Feast or famine

So ya know how sometimes I can’t think of any topics for my blog posts?

Tonight, in the five minutes it took me to throw together some supper, I thought of like, ten. All in a row. And now I have to pick.

Thanks a lot, brain!

Seeing as this is Therapy Thursday, we will start there.

Storming the Citadel

Wasn’t the greatest session today because I slept through my alarm and therefore had to get dressed and go directly to therapy with no time to fully wake up.

So I was super sleepy through the whole thing.

Still, we talked about the rape that broke my life and I told him that I thought I would have to actually remember the incident in detail in order to breach that wall of damage that keeps me from truly being alive.

And he agreed, but was worried, because recovering primary trauma is kind of a dangerous thing to do according to established, sensible psychology, and he doesn’t want me doing that when he will be going away for a month in September.

Odds are I am going to do it anyway, though. Chalk it up to my strange nature. Now that I have consciously recognized recovering that memory as the next step in my recovery, I have to do it, and it can’t wait a month.

Plus when it comes to things like this, what one might call intimate healing, I really prefer to do it all by myself, when I am all alone, with nobody else around.

Kind of like an animal dragging itself off into some remote hiding place in order to heal.

So much of my inner life is made of sad little animals.

I’ll have the apartment to myself Saturday night. Might do it then.

Then again, I might forget the whole thing until something reminds me of it years from now, and then I will be like, “Oh right,. I was going to do that thing. ”

Oh well. The wheel of fate spins onwards.

Hell, I might do it tonight, when I lay down after blogging. Ya never know.

One intriguing somatic aspect of this : as I was talking about the rape and the memories and such with my therapist, I felt this phantom pain in my anus.

Almost like something was being forced up there quite painfully. Or had been, anyhow.

Did that motherfucker fuck little four year old me up the ass?

Signs indicate yes.

It’s a wonder I could hold my poop after that. Son of a bitch.

Um,. trigger warning, anal rape of a small boy.

Here’s a nasty dark question : would I be gay if I had not been raped? Did I achieve homosexuality by having it thrust into me?

No definitive answer is possible, of course. Human development is extremelty complicated and tracing the origin of any facet of it is speculative at best.

If we take homosexuality to be entirely the product of genetic predestination, then I was basically born gay and nothing could have changed that.

But the science and statistics don’t support that theory.

If we instead consider it entirely a product of nurture – upbringing, environment, family dynamics, all that crap – then it’s entirely possible that without being violated by the cock of a stranger at the age of four, I might have turned out straight.
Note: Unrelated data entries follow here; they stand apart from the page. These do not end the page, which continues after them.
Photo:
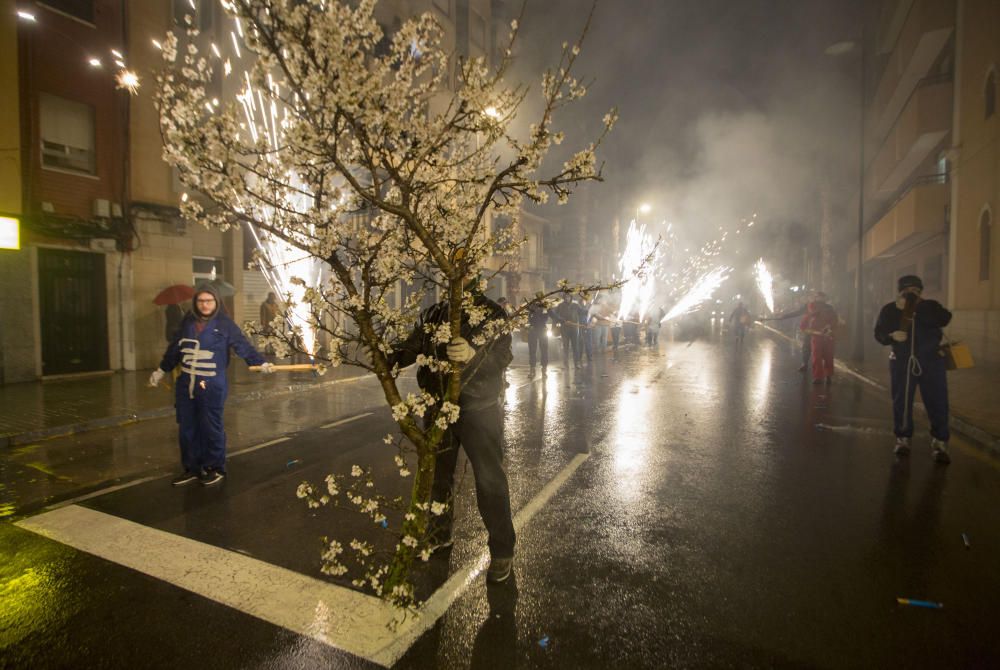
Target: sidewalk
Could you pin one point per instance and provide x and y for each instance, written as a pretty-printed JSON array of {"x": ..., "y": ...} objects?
[
  {"x": 974, "y": 412},
  {"x": 33, "y": 411}
]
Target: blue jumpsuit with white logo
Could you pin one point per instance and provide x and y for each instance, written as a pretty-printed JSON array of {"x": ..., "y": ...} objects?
[
  {"x": 916, "y": 363},
  {"x": 202, "y": 386}
]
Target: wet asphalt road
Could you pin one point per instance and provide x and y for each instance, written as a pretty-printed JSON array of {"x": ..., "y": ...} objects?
[{"x": 713, "y": 525}]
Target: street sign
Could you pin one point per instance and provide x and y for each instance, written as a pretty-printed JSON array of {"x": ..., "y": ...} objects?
[{"x": 10, "y": 233}]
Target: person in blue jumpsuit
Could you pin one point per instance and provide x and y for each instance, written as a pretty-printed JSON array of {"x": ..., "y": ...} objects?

The science and stats don’t support that theory either.

So as usual, all we can say is it’s a complex phenomenon that is no doubt the product of many complex factors interacting on a. blah blah blah etc.

That’s scientist for “we dunno”.

I am honestly not worried about the danger involved in recovering the memories. Perhaps I should be, but I am not.

I no longer believe it is possible to ruin one’s own mind via a conscious mental act. Even if you are a wild-eyed psychonaut like me who routinely goes where others fear to tread and allows himself no excuses when it comes to the search for the truth.

Whatever happens, I can handle it. My faith in that is solid.

So it’s just a matter of very carefully moving myself into a position where I can do it. It’s a delicate and intricate operation, to be sure.

Makes me feel like I am trying to sneak up on town with an armada. At night.

But I can handle it. I am ready. Ready to plunge a dagger right into the heart of my depression and kill it at the source.

It won’t cure me in a blinding flash of white light or anything, but it will mortally wound my inner beast and after that, it’s just a matter of waiting for it to die,.

That incident is what caused me to withdraw from the world and set up walls of crystal clear ice between me and reality. All the clumsiness, isolation, and inability to connect with others I have suffered came from that withdrawal, and all the things that got compartmentalized along with the memories and traces of that horrible event.

It’s the traumatic injury that my little mind was too young to be able to handle at all, let alone heal, and so it just packed the memories away somewhere and flooded my mind with parasympathetic coldness to keep those memories hibernating.

And that’s what makes me so numb, folks. That’s what makes it so hard for me to feel the love I know is there in the world for me. That’s what alienates me from my own emotions, instincts, and desires, and strands me instead in a phony cold-circuit-only world of icy intellectualism and boy-genius naivete and gormlessness.

So intellectually smart and yet…. so emotionally undeveloped.

If i can recover those memories and break their hold on me, I stand a very good chance at true recovery and a chance to actually live my life for once.

Well, it’s time for me to lay down for a while.

I wonder what I’ll think about?

I will talk to you nice people again tomorrow.